MEDLINE and EMBASE database were searched up to June 2012 using the terms “Pulmonary Embolism Severity Index” and “pulmonary embolism”. Summary odds ratio (OR) with 95% confidence intervals (CIs) for prognostic outcomes in low risk PESI versus high risk PESI were calculated. Summary receiver operating characteristic curve (SROC) used to estimate overall predicting accuracies of prognostic outcomes.

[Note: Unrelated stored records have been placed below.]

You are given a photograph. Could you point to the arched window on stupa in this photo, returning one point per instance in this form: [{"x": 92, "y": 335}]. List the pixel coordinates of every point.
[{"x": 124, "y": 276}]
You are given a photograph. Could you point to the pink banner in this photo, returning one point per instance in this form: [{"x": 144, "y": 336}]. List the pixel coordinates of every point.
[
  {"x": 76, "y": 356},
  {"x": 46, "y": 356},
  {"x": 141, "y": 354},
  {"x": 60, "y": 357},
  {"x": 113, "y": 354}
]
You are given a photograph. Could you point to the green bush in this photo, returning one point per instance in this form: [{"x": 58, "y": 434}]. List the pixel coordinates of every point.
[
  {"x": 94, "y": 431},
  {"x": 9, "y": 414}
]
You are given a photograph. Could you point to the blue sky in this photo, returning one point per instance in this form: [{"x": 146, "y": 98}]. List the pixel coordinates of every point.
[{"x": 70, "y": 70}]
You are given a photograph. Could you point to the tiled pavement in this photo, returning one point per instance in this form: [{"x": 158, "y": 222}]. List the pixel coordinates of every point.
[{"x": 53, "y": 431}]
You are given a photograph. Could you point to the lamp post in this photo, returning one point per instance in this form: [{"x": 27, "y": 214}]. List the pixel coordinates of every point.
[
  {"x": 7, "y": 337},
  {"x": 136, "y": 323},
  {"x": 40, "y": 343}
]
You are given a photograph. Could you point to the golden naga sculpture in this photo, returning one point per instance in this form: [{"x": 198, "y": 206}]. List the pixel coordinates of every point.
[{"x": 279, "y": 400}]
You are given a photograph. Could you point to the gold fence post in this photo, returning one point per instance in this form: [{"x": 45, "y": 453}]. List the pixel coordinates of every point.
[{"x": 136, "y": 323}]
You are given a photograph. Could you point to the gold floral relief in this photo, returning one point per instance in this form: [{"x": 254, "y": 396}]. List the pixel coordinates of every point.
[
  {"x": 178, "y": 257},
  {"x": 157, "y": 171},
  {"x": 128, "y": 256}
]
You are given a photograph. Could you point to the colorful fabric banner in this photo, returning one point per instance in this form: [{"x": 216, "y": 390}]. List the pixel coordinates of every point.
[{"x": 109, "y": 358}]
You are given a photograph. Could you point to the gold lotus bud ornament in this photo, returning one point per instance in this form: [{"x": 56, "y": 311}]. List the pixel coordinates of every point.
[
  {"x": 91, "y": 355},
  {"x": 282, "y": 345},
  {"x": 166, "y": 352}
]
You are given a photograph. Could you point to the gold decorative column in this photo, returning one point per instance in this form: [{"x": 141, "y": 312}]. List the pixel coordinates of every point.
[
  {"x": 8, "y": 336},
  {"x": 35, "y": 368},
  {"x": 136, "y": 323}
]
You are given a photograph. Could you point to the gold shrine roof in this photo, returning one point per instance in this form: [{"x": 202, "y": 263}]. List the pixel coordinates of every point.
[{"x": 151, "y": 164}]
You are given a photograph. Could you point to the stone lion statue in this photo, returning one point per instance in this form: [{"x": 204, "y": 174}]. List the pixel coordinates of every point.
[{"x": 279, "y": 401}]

Twenty-one studies were included in this meta-analysis. The results showed low-risk PESI was significantly associated with lower all-cause mortality (OR 0.13; 95% CI 0.12 to 0.15), PE-related mortality (OR 0.09; 95% CI 0.05 to 0.17) and serious adverse events (OR 0.34; 95% CI 0.29 to 0.41), with no homogeneity across studies. In sPESI subgroup, the OR of all-cause mortality, PE-related mortality, and serious adverse events was 0.10 (95% CI 0.08 to 0.14), 0.09 (95% CI 0.03 to 0.26) and 0.40 (95% CI 0.31 to 0.51), respectively; while in PESI subgroup, the OR was 0.14 (95% CI 0.13 to 0.16), 0.09 (95% CI 0.04 to 0.21), and 0.30 (95% CI 0.23 to 0.38), respectively. For accuracy analysis, the pooled sensitivity, the pooled specificity, and the overall weighted AUC for PESI predicting all-cause mortality was 0.909 (95% CI: 0.900 to 0.916), 0.411 (95% CI: 0.407 to 0.415), and 0.7853±0.0058, respectively; for PE-related mortality, it was 0.953 (95% CI: 0.913 to 0.978), 0.374 (95% CI: 0.360 to 0.388), and 0.8218±0.0349, respectively; for serious adverse events, it was 0.821 (95% CI: 0.795 to 0.845), 0.389 (95% CI: 0.384 to 0.394), and 0.6809±0.0208, respectively. In sPESI subgroup, the AUC for predicting all-cause mortality, PE-related mortality, and serious adverse events was 0.7920±0.0117, 0.8317±0.0547, and 0.6454±0.0197, respectively. In PESI subgroup, the AUC was 0.7856±0.0075, 0.8158±0.0451, and 0.6609±0.0252, respectively.
PESI has discriminative power to predict the short-term death and adverse outcome events in patients with acute pulmonary embolism, the PESI and the sPESI have similar accuracy, while sPESI is easier to use. However, the calibration for predicting prognosis can’t be calculated from this meta-analysis, some prospective studies for accessing PESI predicting calibration can be recommended.